I’d be remiss if I didn’t close by mentioning one of the resources that’s helped me the most, both through my artistic and professional burnout. In their fabulous book Burnout: The Secret to Unlocking the Stress Cycle (Ballantine Books), Emily Nagoski, PhD and Amelia Nagoski, DMA detail several ways to “fight back” against the cycle of burnout. Though the book was written for people who were born female/socialized as women, I related to it as an artist also. There are also societal stresses and pressures around being an artist (the default question seems to be, “What are you doing next?” Sutton Foster could actively be accepting a Tony Award and someone certainly would ask, “Sutton, what are you doing next?”). Many artists also experience “Human Giver Syndrome,” where they are expected to give up their entire humanity to others so the others may live life more fully (p. xiii). One line I highlighted with grand vigor was, “Human givers must, at all times, be pretty, happy, calm, generous, and attentive to the needs of others. …Givers are not supposed to need anything” (p. xiii-xix). If that sounds as much like you as it does me, I’d recommend giving this book a read.
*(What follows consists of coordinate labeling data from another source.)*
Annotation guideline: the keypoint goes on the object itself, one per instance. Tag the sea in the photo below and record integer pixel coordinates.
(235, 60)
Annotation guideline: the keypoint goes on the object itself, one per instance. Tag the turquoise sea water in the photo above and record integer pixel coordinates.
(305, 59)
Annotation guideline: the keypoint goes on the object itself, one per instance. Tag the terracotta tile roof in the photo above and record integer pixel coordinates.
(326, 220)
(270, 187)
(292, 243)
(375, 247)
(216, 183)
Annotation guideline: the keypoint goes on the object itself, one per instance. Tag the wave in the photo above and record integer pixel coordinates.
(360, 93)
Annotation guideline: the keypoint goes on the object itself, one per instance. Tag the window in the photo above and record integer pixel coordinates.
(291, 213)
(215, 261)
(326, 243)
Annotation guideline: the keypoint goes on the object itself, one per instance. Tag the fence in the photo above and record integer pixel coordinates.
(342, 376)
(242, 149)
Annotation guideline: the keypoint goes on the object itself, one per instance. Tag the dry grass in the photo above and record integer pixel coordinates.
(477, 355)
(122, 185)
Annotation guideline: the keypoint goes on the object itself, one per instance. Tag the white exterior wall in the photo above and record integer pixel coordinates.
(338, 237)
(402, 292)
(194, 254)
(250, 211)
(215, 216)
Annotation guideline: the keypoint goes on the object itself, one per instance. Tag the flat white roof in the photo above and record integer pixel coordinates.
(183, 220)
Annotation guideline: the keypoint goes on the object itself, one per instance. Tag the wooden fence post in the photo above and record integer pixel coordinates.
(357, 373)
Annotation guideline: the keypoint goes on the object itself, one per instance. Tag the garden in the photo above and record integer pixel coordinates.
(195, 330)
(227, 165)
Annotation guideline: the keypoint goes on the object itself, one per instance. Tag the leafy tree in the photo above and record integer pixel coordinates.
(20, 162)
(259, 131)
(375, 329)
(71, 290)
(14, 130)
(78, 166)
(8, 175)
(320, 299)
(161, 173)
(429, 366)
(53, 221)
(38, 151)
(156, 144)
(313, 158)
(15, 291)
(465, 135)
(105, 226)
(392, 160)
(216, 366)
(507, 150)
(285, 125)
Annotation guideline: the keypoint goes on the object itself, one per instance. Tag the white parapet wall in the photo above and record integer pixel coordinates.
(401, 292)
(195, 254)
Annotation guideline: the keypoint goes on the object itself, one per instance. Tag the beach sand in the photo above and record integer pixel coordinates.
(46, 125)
“If you really loved theatre so much, you wouldn’t need a break.”
I would love to go back to that friend and say, “Actually, it’s because I love theatre so much that I do need a break. It’s like taking paid time off from a corporate job, or a solo vacation weekend away from your family. You don’t do it because you hate your job or your family (I hope) – you do it so you can come back to them your best self. So you can come back fully energized and ready to tackle the next project or need with the empathy and clear-headedness it requires. You take a break so you can come back.”
I don’t know that they would have listened. But I sure would have felt better. And if you’re also experiencing burnout right now, you’ll feel better too, someday soon. Every storm runs out of rain.
Freudenberger H. J. (1974). Staff burn-out. Journal of Social Issues, 30, 159-165.
Nagoski, Emily and Amelia Nagoski (2019). Burnout: The Secret to Unlocking the Stress Cycle. Ballantine Books, New York.